Representatives from the Nevada Joint Union High School District Action Committee are up in arms over a decision by the school board, requested by Superintendent Joe Boeckx, to redirect $6,900 per year to an un-named district level administrator.
During a time of crisis in the California educational system, lack of priority is being given to student programs and teachers in the local school district, according a column endorsed by Action Committee members and published in The Union Thursday.
“The allocation of funds to high level administrative staff does nothing to alleviate the fact that classrooms are overcrowded, budgets for purchasing supplies are frozen and programs that support kids are being threatened,” the column said.

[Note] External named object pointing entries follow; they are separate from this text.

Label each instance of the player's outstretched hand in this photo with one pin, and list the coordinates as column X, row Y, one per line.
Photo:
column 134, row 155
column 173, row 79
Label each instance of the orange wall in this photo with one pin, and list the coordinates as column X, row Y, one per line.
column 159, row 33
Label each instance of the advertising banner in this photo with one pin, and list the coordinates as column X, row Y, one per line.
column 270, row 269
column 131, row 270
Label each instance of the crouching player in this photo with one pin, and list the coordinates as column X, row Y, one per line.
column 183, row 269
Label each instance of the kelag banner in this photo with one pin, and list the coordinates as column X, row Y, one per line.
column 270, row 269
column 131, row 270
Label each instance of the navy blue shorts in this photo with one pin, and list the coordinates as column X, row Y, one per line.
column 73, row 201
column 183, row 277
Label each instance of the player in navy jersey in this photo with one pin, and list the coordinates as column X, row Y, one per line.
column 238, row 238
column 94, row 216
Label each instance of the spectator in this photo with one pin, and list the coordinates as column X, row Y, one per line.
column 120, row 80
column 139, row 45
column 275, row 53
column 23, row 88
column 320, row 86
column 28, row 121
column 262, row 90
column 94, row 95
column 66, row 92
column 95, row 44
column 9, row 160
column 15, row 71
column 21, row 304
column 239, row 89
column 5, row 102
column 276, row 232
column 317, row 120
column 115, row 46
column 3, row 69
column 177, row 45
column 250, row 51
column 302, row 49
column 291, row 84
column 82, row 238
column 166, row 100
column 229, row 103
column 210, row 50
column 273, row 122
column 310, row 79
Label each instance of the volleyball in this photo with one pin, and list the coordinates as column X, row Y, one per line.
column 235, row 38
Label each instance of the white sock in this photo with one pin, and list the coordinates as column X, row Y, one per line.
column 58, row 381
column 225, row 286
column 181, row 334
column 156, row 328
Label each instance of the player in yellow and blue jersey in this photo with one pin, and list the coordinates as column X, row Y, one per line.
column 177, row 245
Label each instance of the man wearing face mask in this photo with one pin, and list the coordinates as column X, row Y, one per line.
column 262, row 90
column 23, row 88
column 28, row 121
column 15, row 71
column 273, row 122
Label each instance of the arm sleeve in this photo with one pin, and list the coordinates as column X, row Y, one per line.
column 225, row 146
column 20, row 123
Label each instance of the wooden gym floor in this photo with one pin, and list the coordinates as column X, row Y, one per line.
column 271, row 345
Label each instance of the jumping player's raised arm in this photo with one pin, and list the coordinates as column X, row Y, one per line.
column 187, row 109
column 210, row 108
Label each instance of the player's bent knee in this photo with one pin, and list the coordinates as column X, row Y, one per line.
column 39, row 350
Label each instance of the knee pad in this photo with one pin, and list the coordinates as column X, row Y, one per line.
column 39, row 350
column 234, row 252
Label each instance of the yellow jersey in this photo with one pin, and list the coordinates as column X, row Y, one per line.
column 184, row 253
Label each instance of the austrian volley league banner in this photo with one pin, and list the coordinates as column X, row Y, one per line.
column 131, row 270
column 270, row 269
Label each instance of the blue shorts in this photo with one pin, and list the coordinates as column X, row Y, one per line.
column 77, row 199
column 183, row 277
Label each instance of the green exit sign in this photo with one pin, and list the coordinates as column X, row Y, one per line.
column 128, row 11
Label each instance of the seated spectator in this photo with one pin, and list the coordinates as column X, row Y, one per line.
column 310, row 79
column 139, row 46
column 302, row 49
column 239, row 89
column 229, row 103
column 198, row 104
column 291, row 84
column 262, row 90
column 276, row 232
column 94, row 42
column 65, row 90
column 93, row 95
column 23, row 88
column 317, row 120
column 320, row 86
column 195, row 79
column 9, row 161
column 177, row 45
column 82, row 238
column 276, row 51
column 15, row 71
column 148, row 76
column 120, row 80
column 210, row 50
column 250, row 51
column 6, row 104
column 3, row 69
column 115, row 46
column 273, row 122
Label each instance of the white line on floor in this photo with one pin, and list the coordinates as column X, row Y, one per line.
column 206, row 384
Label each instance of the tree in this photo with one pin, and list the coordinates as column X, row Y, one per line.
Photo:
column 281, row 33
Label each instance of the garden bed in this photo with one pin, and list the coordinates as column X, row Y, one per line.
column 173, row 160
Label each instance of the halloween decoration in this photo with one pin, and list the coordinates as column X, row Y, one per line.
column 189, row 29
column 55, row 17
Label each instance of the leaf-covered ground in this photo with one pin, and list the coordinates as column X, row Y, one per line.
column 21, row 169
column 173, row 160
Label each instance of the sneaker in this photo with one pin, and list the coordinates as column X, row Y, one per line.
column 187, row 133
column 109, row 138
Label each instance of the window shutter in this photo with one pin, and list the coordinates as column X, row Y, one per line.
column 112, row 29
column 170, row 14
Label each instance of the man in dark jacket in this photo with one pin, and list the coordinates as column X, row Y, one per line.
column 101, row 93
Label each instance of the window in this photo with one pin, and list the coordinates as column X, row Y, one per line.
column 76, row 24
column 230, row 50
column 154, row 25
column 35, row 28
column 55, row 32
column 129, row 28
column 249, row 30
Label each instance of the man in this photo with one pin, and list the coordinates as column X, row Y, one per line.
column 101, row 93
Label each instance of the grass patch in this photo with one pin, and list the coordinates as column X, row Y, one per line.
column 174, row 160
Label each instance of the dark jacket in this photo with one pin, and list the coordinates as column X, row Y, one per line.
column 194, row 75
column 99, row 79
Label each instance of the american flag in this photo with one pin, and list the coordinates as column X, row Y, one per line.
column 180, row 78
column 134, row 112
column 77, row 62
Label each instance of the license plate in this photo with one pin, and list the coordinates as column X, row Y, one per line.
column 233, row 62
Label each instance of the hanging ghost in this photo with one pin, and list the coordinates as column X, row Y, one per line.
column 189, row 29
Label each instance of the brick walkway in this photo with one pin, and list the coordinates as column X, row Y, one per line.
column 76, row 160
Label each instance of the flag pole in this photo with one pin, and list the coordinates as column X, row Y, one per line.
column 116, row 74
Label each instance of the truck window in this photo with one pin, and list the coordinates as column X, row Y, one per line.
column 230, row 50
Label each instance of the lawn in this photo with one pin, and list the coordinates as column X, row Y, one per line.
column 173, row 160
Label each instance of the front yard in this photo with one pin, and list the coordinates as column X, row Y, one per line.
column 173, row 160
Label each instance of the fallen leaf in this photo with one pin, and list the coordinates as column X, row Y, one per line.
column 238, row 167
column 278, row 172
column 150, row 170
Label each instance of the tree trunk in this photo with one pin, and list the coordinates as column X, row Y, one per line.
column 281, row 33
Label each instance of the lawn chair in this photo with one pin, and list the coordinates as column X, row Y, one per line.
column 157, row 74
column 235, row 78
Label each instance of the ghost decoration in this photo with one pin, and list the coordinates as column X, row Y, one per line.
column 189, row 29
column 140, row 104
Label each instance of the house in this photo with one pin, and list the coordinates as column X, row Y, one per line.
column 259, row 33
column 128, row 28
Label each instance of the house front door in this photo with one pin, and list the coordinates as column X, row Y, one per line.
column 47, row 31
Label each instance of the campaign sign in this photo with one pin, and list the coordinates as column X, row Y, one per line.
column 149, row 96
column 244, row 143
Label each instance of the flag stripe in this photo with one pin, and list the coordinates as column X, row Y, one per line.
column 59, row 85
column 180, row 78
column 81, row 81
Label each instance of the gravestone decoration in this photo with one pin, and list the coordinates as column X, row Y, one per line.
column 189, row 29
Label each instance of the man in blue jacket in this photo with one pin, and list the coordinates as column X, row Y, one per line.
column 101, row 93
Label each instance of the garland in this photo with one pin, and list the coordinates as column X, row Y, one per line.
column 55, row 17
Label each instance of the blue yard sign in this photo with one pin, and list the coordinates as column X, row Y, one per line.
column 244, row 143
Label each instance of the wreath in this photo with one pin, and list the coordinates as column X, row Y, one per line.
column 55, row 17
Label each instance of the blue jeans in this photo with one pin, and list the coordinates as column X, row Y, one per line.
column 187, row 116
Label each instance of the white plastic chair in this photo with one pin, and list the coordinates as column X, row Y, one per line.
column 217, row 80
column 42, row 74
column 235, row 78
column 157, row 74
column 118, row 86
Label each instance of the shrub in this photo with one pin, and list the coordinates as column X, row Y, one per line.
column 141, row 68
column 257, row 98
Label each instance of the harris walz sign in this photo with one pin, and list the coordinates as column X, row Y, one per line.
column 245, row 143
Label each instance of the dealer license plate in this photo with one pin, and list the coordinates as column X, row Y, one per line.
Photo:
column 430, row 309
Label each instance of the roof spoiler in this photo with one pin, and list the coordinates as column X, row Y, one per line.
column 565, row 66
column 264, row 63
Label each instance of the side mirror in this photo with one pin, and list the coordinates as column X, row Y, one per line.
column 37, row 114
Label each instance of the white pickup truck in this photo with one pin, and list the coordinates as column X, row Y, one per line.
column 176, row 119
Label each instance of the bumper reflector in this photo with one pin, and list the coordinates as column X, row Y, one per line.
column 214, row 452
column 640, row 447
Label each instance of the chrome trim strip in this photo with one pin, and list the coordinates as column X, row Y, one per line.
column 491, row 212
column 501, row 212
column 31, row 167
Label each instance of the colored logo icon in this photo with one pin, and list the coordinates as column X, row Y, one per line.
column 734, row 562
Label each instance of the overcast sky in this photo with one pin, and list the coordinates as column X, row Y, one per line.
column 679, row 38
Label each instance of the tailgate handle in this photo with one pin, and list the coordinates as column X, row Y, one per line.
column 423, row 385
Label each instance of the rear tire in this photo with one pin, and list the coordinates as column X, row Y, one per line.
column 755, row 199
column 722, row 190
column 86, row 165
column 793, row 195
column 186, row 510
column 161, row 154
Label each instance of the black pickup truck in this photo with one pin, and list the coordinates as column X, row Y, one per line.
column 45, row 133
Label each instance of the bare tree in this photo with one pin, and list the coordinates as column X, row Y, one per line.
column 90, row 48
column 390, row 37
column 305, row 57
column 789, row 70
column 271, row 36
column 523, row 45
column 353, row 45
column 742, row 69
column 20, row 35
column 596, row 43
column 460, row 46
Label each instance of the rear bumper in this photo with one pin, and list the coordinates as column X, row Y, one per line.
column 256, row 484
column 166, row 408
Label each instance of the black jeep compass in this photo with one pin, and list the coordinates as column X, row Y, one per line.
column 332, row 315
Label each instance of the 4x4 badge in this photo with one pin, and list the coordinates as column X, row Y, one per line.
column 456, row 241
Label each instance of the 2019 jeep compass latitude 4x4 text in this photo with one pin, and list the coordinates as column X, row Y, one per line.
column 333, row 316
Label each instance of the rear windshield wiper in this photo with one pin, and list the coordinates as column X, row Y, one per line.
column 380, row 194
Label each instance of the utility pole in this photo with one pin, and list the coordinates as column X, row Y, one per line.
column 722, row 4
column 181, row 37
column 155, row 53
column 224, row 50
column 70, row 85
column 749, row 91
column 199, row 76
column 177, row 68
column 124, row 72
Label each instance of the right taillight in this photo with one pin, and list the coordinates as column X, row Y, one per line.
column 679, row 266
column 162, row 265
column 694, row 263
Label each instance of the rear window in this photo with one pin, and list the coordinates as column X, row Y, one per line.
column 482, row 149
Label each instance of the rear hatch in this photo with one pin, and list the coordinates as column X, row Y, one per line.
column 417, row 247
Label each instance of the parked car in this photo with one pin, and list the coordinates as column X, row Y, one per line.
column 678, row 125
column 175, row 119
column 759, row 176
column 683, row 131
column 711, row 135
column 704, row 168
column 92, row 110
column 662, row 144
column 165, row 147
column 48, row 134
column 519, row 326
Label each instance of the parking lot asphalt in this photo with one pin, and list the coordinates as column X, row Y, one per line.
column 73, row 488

Looking for money to backfill a projected $34 billion budget deficit, Gov. Gray Davis proposed slashing $2 billion from education this year.
While the trickle-down effect on local schools is subject to change, Boeckx said the Nevada Joint Union High School District is looking at an approximately $600,000 cut at midyear this year and $1.5 million in cuts next year.
Boeckx said the budget crisis is being treated very seriously by the joint district and that dealing with the cuts requires a collaborative effort.
“We’re very much interested in the community’s input and staff and teacher input,” Boeckx said.
Parents and teachers, according to the Action Committee column, are alarmed that student programs, most notably sports programs, may be drastically reduced or eliminated altogether.
While school officials say nothing is set in stone yet, Nevada Union High School is looking for places to cut $50,000 from next year’s athletics budget.
Due to the state budget crisis, Boeckx said, the joint district’s budget team is looking at cuts not just in athletics, but across the board.
The joint district will make recommendations to the board of trustees, probably in June, that ensures a balanced budget, Boeckx said. “Our main focus is to preserve as many student programs as we can within our funding limitations.”